1. ## counting rules

"A fleet of ten taxis is to be dispatched to three locations in such a way that three taxis go to the first location, five taxis go to the second location, and two taxis go to the third location. (a) In how many distinct ways can the taxis be dispatched?"
I know in the first part to use n!/(n1!n2!n3!). So in this problem it's 10!/(3!5!2!)=2520
It's part (b) that I can't figure out: "Suppose that six of the taxis are Checker Cabs and that the remaining four are Yellow Cabs. If the taxis are randomly dispatched, what is the probability that only Checker Cabs are dispatched to the first location?"
Am I to use permutations? Or is it combinations? Any help would be greatly appreciated.

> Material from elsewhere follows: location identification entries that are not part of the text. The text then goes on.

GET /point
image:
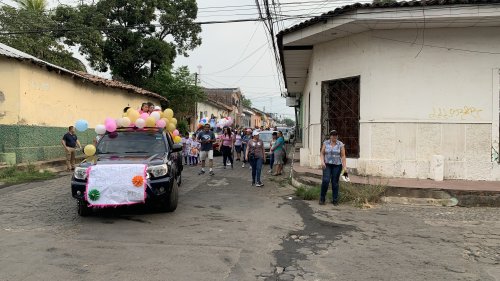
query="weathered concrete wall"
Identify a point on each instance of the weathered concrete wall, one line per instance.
(9, 91)
(441, 101)
(36, 143)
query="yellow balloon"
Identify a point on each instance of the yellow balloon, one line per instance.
(171, 127)
(169, 113)
(89, 150)
(150, 122)
(166, 120)
(133, 115)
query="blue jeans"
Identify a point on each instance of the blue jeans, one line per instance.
(331, 173)
(256, 169)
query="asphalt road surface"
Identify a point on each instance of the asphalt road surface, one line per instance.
(224, 229)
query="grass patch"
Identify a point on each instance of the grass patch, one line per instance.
(359, 195)
(15, 174)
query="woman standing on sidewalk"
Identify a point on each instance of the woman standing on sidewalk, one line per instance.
(227, 146)
(333, 159)
(244, 144)
(278, 150)
(255, 154)
(271, 154)
(237, 144)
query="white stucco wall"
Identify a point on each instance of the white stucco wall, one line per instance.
(416, 101)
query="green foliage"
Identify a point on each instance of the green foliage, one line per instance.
(289, 122)
(44, 46)
(134, 38)
(246, 102)
(38, 6)
(355, 194)
(179, 88)
(15, 174)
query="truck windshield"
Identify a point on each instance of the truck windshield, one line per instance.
(132, 142)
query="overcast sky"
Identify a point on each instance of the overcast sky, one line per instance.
(239, 54)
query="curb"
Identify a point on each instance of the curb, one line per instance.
(418, 196)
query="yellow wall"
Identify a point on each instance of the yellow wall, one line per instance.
(51, 99)
(9, 91)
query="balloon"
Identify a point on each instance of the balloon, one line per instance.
(89, 150)
(133, 114)
(100, 129)
(111, 126)
(81, 125)
(161, 123)
(156, 115)
(150, 122)
(140, 123)
(125, 122)
(169, 113)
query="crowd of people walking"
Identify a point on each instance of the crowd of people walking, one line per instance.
(243, 146)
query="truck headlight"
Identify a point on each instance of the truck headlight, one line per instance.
(80, 173)
(158, 171)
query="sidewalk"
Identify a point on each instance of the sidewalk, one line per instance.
(467, 193)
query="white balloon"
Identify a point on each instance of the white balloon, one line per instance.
(100, 129)
(156, 115)
(140, 123)
(125, 122)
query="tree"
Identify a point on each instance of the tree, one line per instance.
(289, 122)
(130, 37)
(21, 23)
(246, 102)
(178, 86)
(38, 6)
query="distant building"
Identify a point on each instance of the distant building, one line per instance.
(229, 96)
(39, 100)
(411, 87)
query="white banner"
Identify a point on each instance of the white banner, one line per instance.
(114, 185)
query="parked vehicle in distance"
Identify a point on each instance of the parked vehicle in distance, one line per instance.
(149, 146)
(265, 137)
(286, 133)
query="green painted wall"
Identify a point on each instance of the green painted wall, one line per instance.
(37, 143)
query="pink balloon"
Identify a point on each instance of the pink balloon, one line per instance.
(161, 124)
(110, 126)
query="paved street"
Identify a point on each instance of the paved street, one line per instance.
(224, 229)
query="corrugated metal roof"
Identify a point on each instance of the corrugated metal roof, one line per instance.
(10, 52)
(378, 5)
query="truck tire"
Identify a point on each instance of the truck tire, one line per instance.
(83, 209)
(171, 203)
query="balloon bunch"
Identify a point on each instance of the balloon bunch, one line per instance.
(132, 118)
(225, 122)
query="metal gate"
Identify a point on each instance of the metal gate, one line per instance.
(340, 101)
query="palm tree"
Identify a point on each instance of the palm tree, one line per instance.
(38, 6)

2. Well, we know the denominator of the fraction is 2520. You found that to be the total number of ways. Now all we need to know is how many ways can three checker cabs go the first location and the rest go to the other two locations.

Would that not be {combin(6,3)} (7!)/[(2!)(5!)]?

3. jettagrl,

Draw it out like this:

"C" = Checker
"Y" = Yellow

Location 1: CCC
Location 2: ***xx
Location 3: xx

Out of 6 Checker cabs, three of them end up at location 1, and there are 6C3 = 6! / (3!*(6-3)!) ways this can happen.

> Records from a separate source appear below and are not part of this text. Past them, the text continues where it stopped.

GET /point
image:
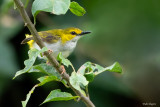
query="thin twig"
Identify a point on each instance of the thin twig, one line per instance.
(51, 59)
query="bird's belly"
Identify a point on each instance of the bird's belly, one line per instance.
(66, 48)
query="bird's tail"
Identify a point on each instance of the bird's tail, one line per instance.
(29, 40)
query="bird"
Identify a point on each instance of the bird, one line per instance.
(57, 40)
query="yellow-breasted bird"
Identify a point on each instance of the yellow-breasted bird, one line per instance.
(57, 40)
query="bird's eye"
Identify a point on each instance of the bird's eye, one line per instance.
(73, 33)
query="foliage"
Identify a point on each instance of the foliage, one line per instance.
(80, 79)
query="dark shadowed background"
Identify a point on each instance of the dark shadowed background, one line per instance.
(127, 31)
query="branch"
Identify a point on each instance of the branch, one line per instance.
(51, 59)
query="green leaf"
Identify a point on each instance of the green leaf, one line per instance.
(43, 80)
(76, 9)
(63, 60)
(90, 70)
(24, 103)
(89, 76)
(46, 69)
(113, 68)
(56, 7)
(53, 75)
(86, 67)
(76, 80)
(29, 62)
(57, 95)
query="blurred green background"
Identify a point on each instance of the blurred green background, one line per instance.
(127, 31)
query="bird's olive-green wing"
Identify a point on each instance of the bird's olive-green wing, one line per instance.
(47, 36)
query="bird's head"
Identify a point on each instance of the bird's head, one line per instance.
(72, 34)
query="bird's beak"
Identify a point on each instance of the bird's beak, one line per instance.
(83, 33)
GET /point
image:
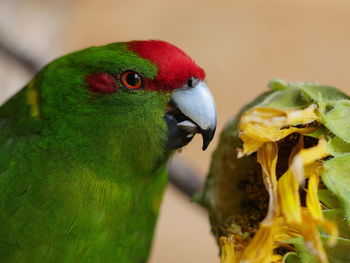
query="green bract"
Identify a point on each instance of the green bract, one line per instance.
(315, 114)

Now, location 1 is effectively "blocked out" from consideration, and we just concern ourselves with the remaining 7 slots. Within location 2 or 3, there can also be rearrangements that are identical for the purposes of this problem, so it's very similar to part a.

= 6C3 * [ 7! / (5!*2!) ]

Finally, divide this result by what you got in part a, which is the total number of ways that the cabs can be dispatched to the locations.

4. Interesting problem, John you and Plato both solved it as if the remaining 7 spots were in two sets of indistinguishable locations. i looked at it as 7 spots to be filled by any of seven taxis that are in two indistinguishable types which gives a slightly different result.

You have to l think this one over carefully to recognize that you are selecting spots and NOT taxis (which is why i was initially wrong), easy to confuse!